Friday, 30 August 2013

For King and Country

I wrote in a recent blog about the early settlers in Australia and the hardships they endured. I suggested that in this age of deriving experience through our computers and smart phone communication that the tales woven by Henry Lawson and Banjo Patterson should be on the prescribed reading list of every youngster growing up in Australia. These people who strove to open up the interior give a stark contrast to the values and objectives that people had then, as a contrast to the relative ease with which we live our life these days.
In England my generation grew up and were encouraged to read about the story of Scotts expedition to the South Pole. It is an epic in endurance, determination and strength of character.Their equipment was very basic. Their boots nothing more then tough mountain boots, their clothing simply extra layers of normal outdoor clothing, the tent a canvas bell tent nothing more complicated and more in tune with a winters weekend away in Scotland. Not the specialist equipment which we see today with compartmental layers designed to insulate and, available to anyone at the local sports shop.  
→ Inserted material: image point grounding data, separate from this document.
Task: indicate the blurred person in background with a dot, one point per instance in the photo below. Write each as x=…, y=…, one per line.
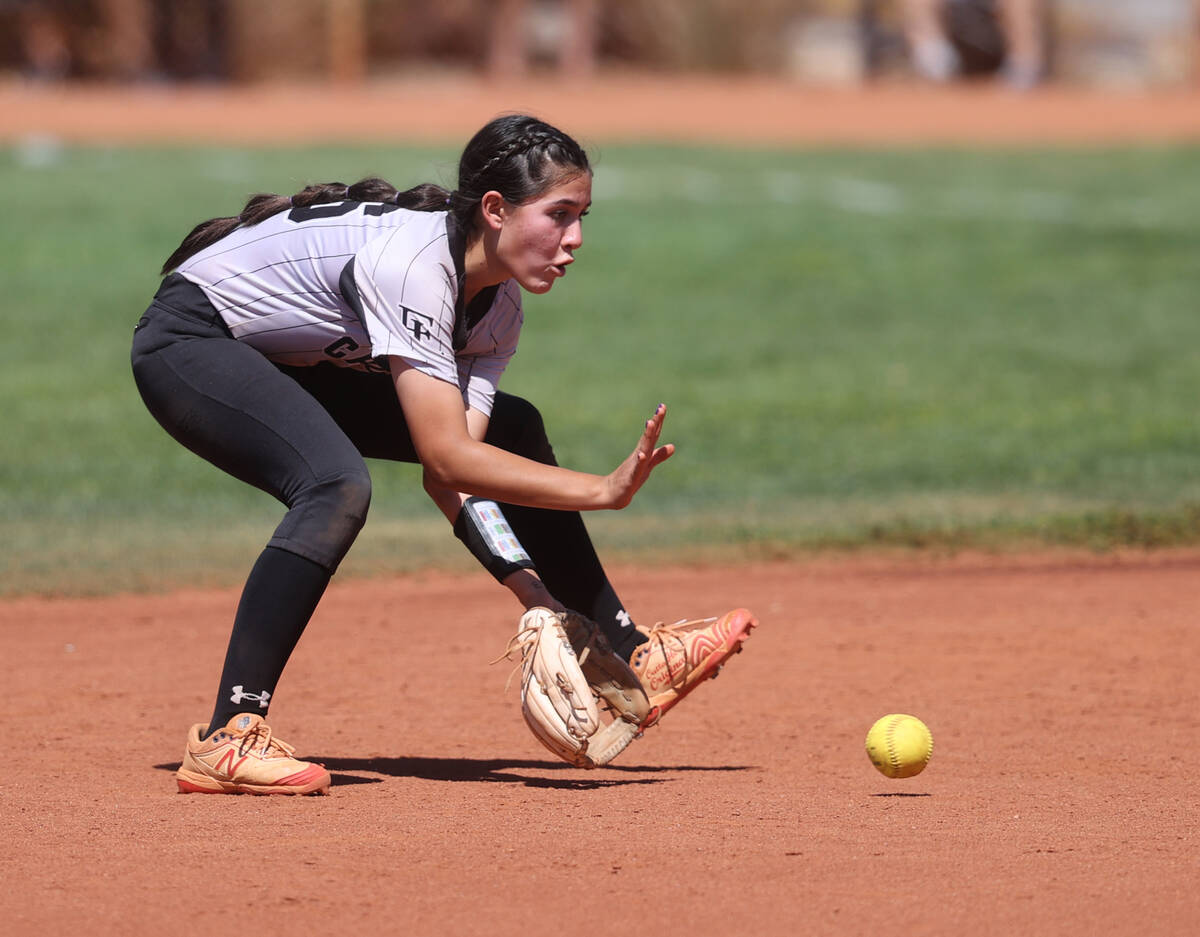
x=309, y=332
x=948, y=38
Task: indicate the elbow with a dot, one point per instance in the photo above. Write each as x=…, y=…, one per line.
x=439, y=472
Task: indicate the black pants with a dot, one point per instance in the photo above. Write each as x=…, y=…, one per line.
x=301, y=434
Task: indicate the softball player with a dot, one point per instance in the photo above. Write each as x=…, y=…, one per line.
x=291, y=342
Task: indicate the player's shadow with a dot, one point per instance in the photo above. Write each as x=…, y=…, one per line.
x=495, y=770
x=511, y=770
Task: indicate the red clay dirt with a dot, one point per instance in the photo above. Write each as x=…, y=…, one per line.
x=1061, y=797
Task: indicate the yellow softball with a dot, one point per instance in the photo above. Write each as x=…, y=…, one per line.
x=899, y=745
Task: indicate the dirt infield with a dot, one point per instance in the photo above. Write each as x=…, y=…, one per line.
x=1061, y=797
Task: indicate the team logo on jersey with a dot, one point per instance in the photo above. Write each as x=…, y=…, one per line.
x=418, y=323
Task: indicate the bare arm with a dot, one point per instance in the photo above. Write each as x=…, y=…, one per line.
x=455, y=461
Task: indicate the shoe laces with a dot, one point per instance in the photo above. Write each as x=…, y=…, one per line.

The five men who made the dash to the Pole (Scott, Wilson, Bowers, Evans and Oates) are etched in my generations memory for their stoicism and courage. Oates remembered especially for his courageous decision, suffering from frostbitten feet and knowing he was slowing the rest of the team down as they struggled back from the Pole. His famous statement to the others in the tent as the wind and the snow was producing mayhem, "I think I will go outside, I maybe a while" was received and understood by those in the tent as a suicide message as he opened the tent flap and walked off into the white-out. The remaining men struggled on to find their stores diminished eventually to nothing and still 11 miles to go. And so they died, leaving behind messages and diaries full of stiff upper lip expressions of fondness for those they were leaving behind. Theirs was a time when doing the right thing, rode above all else and the sacrifice of their own lives simply a price to pay for doing something they thought important for King and Country.